By JOE PALAZZOLO, Capital News Service
WASHINGTON - Though forecasts are calling for light rain today, Rep. Benjamin Cardin, Baltimore Mayor Martin O'Malley and the rest of the Democratic troupe can quietly exhale.
Maryland Democrats aren't fair-weather voters, according to a Capital News Service (CNS) database analysis of voter turnouts and weather records from the last 20 years—a trend contrary to a national one that showed Democrats were less likely to persevere to the polls than Republicans if the weather is inclement.
In fact, the data show that since 1986, five general elections have seen precipitation, ranging from 1 inch to one-hundredth of an inch, but to no statistically significant impact on voting patterns in the Maryland congressional districts where it fell.
A 2005 national study showed that 1 inch of rain diminishes overall turnout by just less than 1 percent but depresses the Democratic vote by 2.5 percentage points.
But in the last 20 years, when Marylanders have wanted to vote, a bit of drizzle or even sustained rains hasn't deterred them.
The data analysis compared turnout numbers from four Maryland congressional districts—the 1st, 3rd, 5th and 6th—chosen for the placement of their weather stations and records from the National Oceanic and Atmospheric Administration and AccuWeather.com, an Internet weather database. The turnout data, from the Maryland State Board of Elections, is from presidential and gubernatorial general elections dating back to 1986.
Nov. 3, 1992, was unseasonably warm, with temperatures in many parts of the state crawling into the mid 70s. It was also waterlogged. Maryland's 1st Congressional District recorded an inch of rain. The 5th District received just over half an inch, and the 3rd District, more than a third of an inch. Still, voters turned out in droves.

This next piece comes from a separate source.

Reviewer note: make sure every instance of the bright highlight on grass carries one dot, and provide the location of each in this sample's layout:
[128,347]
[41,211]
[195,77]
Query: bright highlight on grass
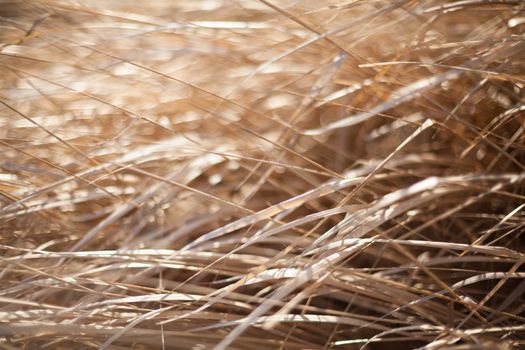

Across the board, and regardless of party, turnout exceeded district averages by at least 5 percent. Bill Clinton was elected president with 43 percent of the popular vote, faring better in Maryland than any other state save Arkansas, his home.
Unaffiliated voters in the 1st District, in particular, blew away a five-election turnout average by 13 percentage points. About 80 percent sloshed to the polls, a tip of the hat, perhaps, to Ross Perot, who collected nearly 19 percent of the popular vote that year, a feat not since repeated by an independent candidate for president.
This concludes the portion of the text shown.